Search code examples
rstringgsubparenthesesdollar-sign

Removing parenthesis & dollar sign using gsub() in R?


I've imported a csv file to r. Few of my columns contains currency data (ex. starts with '$'). To remove the '$' and convert the into numeric type, I've used gsub() function and it works fine. Sample code is:

strip_dollars = function(x) { as.numeric(gsub("[\\$, ]", "", x)) }
lapply(data[ , c("x4", "x5", "x7", "x8")] , strip_dollars) 

But in one particular currency column, I've few entries incuding parenthesis like ($2,345), $3,500, $5,600, ($3,234), ..... Hence, for this column the above code doesn't work. Please help me out with removing parenthesis & dollar sign from these entries.

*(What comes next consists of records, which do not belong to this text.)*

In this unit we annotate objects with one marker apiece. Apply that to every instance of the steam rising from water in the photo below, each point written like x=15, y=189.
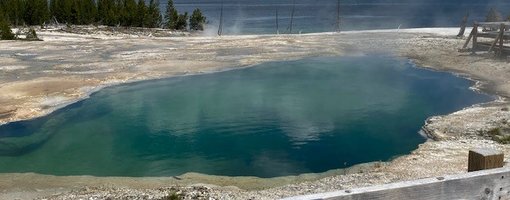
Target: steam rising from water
x=258, y=16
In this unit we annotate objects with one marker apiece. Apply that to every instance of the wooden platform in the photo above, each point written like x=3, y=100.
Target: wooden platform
x=493, y=184
x=496, y=35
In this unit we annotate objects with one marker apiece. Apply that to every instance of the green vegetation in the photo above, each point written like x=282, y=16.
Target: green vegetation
x=197, y=20
x=127, y=13
x=494, y=16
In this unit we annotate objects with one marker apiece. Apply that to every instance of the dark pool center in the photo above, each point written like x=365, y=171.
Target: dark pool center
x=273, y=119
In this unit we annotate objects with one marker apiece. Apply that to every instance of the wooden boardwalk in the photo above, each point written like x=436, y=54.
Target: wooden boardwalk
x=489, y=37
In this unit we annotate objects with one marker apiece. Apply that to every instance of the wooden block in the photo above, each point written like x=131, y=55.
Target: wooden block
x=480, y=159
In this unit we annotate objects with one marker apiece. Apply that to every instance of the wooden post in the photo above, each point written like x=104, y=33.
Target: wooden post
x=469, y=38
x=463, y=25
x=475, y=37
x=480, y=159
x=501, y=33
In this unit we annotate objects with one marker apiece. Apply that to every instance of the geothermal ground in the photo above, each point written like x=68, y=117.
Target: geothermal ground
x=37, y=78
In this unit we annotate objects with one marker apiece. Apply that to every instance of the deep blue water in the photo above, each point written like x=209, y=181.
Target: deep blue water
x=258, y=16
x=275, y=119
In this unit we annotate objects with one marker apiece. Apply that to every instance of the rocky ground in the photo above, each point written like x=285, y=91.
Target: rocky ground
x=39, y=77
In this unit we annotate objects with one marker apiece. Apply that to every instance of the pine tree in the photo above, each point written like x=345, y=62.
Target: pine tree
x=5, y=29
x=88, y=11
x=36, y=12
x=494, y=16
x=197, y=20
x=171, y=15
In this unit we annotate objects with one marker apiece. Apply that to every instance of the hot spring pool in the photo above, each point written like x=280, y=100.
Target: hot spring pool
x=274, y=119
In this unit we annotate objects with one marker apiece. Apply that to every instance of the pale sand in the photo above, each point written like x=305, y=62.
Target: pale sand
x=39, y=77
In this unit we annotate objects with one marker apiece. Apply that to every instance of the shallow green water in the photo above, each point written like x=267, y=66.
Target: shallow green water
x=275, y=119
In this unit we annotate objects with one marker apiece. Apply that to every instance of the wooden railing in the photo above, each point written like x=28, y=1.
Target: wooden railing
x=499, y=31
x=493, y=184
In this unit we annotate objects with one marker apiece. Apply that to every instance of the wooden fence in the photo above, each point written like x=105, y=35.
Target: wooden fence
x=494, y=35
x=492, y=184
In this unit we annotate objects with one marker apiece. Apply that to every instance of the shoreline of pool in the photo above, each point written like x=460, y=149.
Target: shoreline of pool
x=436, y=126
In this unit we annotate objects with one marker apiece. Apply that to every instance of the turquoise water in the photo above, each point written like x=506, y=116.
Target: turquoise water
x=274, y=119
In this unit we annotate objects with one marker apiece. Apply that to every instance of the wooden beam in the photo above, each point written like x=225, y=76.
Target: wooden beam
x=481, y=159
x=501, y=33
x=475, y=38
x=469, y=38
x=494, y=43
x=493, y=184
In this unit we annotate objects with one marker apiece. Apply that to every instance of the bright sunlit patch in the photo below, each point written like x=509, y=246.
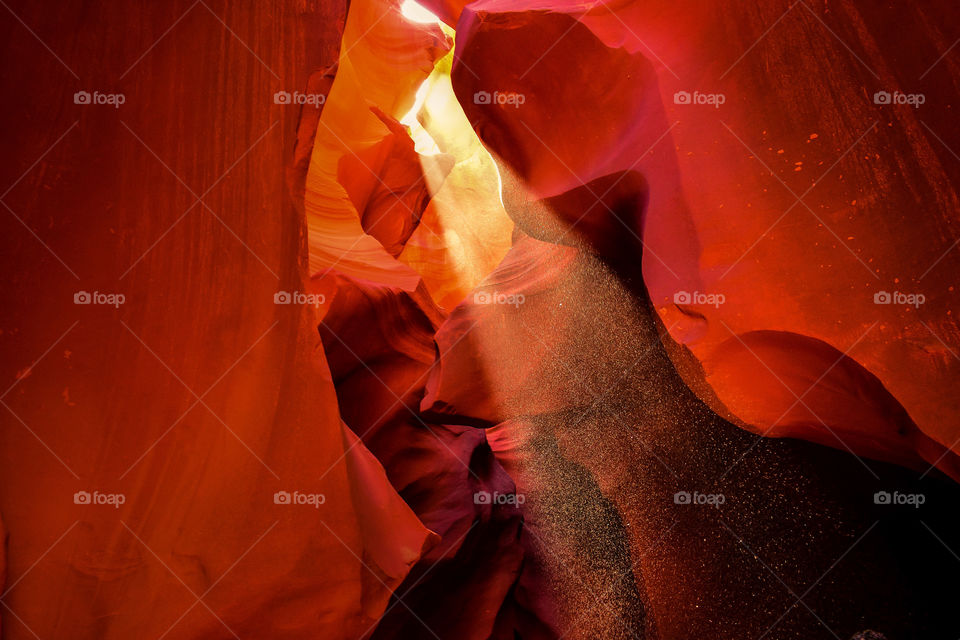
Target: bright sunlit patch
x=415, y=12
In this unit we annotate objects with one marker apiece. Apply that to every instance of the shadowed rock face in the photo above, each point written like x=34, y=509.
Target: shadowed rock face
x=860, y=281
x=614, y=488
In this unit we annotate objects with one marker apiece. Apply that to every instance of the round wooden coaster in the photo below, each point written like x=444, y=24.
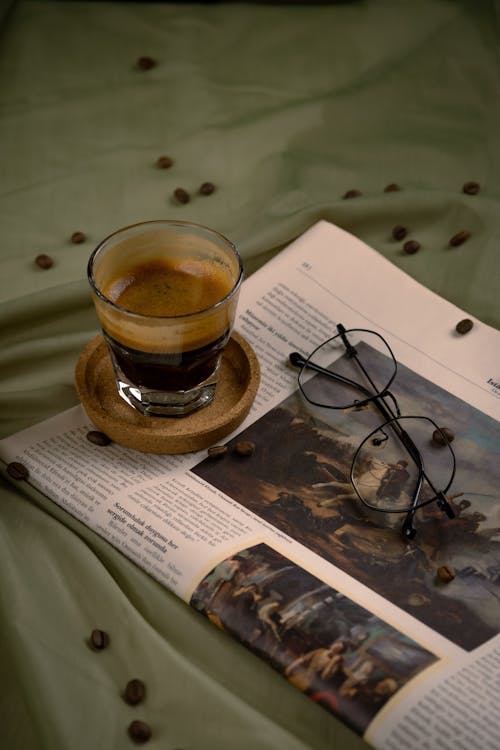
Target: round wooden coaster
x=239, y=378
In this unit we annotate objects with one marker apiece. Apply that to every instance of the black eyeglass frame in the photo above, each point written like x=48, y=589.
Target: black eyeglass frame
x=392, y=421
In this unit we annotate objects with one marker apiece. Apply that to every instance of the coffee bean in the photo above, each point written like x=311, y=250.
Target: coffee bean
x=98, y=438
x=44, y=261
x=164, y=162
x=206, y=188
x=244, y=447
x=464, y=326
x=411, y=247
x=182, y=195
x=446, y=573
x=399, y=232
x=145, y=63
x=139, y=731
x=99, y=639
x=459, y=238
x=17, y=470
x=217, y=451
x=135, y=692
x=471, y=188
x=443, y=436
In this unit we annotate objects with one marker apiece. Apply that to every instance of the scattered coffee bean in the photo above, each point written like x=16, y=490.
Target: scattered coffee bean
x=446, y=573
x=181, y=195
x=139, y=731
x=98, y=438
x=77, y=238
x=206, y=188
x=464, y=326
x=411, y=247
x=44, y=261
x=399, y=232
x=443, y=436
x=145, y=63
x=99, y=639
x=244, y=447
x=459, y=238
x=471, y=188
x=135, y=692
x=217, y=451
x=164, y=162
x=17, y=470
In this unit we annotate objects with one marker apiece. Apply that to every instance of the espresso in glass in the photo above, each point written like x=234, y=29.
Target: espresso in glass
x=166, y=295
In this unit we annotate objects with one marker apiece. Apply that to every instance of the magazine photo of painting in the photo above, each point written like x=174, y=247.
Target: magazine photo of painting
x=338, y=653
x=300, y=479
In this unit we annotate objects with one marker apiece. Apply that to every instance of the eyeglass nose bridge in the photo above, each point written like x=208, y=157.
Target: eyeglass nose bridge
x=407, y=443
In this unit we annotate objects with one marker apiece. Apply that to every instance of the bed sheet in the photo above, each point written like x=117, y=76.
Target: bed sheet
x=286, y=109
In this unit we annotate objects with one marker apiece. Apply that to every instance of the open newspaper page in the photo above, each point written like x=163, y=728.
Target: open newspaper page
x=291, y=549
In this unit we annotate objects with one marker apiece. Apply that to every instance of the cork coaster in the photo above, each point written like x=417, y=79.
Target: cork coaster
x=239, y=378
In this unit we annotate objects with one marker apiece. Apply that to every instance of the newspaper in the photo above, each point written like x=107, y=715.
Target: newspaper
x=292, y=565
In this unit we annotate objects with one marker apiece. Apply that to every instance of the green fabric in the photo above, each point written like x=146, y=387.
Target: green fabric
x=284, y=108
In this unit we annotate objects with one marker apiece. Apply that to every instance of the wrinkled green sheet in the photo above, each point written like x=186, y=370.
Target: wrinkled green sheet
x=284, y=108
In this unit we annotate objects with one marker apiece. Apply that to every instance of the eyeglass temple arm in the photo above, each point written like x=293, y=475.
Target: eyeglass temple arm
x=297, y=360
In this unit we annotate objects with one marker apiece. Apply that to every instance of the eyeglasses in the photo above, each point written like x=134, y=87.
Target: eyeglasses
x=392, y=471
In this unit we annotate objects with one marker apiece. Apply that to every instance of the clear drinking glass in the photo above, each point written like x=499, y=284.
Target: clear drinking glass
x=166, y=294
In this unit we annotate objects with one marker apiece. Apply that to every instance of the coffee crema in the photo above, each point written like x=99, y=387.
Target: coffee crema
x=169, y=287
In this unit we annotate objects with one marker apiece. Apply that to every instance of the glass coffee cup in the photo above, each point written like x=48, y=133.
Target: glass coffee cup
x=166, y=294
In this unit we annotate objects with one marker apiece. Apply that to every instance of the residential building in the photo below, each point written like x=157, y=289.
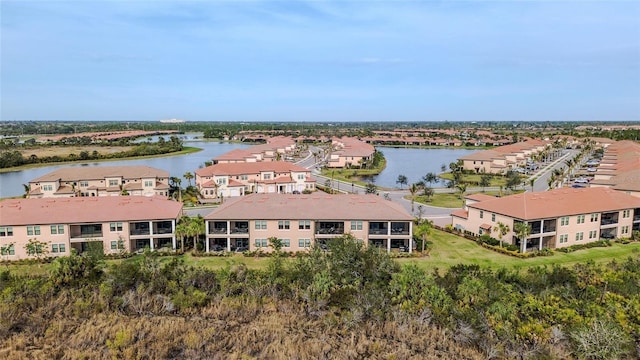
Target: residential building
x=502, y=158
x=121, y=223
x=303, y=220
x=558, y=218
x=274, y=150
x=101, y=181
x=619, y=168
x=350, y=152
x=237, y=179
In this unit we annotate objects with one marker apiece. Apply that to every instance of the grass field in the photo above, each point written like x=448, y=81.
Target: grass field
x=446, y=250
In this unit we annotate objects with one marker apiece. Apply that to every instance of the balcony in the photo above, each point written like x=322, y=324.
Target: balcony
x=239, y=227
x=139, y=228
x=329, y=228
x=86, y=231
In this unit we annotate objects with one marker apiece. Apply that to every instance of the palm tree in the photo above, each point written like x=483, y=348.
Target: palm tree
x=523, y=230
x=485, y=180
x=430, y=178
x=413, y=190
x=402, y=180
x=182, y=230
x=188, y=175
x=502, y=230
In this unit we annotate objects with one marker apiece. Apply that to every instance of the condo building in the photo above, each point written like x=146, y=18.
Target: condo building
x=101, y=181
x=237, y=179
x=303, y=220
x=121, y=223
x=502, y=158
x=350, y=152
x=558, y=218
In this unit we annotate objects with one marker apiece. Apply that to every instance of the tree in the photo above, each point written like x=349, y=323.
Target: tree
x=188, y=175
x=502, y=230
x=462, y=188
x=413, y=190
x=485, y=180
x=428, y=192
x=36, y=248
x=371, y=188
x=422, y=230
x=523, y=230
x=430, y=178
x=402, y=180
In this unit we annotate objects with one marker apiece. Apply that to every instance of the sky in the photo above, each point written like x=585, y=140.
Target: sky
x=320, y=60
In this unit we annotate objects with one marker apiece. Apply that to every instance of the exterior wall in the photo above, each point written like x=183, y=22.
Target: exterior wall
x=259, y=237
x=576, y=232
x=70, y=238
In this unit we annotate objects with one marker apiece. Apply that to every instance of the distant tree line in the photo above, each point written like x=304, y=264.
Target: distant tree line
x=337, y=295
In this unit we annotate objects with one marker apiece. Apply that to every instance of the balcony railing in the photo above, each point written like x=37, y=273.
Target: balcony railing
x=383, y=231
x=139, y=232
x=218, y=231
x=162, y=231
x=88, y=234
x=608, y=221
x=329, y=231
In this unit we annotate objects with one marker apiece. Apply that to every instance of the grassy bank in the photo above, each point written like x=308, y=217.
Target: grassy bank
x=185, y=150
x=446, y=251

Also, to identify columns containing currency data, I tried a lot including solutions given in R - identify which columns contain currency data $ but it doesn't work. Please suggest an optimal way of doing so.


Solution

  • I think the easiest way is to step through what is replaced. I'm inferring that you do not want to lose the negative-ness suggested by the parens, so we'll do two steps:

    s <- c("($2,345)", "$3,500", "$5,600", "($3,234)")
    gsub("[$),]", "", s)
    # [1] "(2345" "3500"  "5600"  "(3234"
    

    This removes most of the junk (that we did not want/need to keep), now let's deal with the leading left-paren:

    gsub("^\\s*[(]", "-", gsub("[$),]", "", s))
    # [1] "-2345" "3500"  "5600"  "-3234"
    

    From here, if needed, you can convert to numeric:

    as.numeric(gsub("^\\s*[(]", "-", gsub("[$),]", "", s)))
    # [1] -2345  3500  5600 -3234
    

    This is not very robust to mal-formed strings. For instance, though I look for (and remove) leading space for the left-paren, anything else there will be a problem.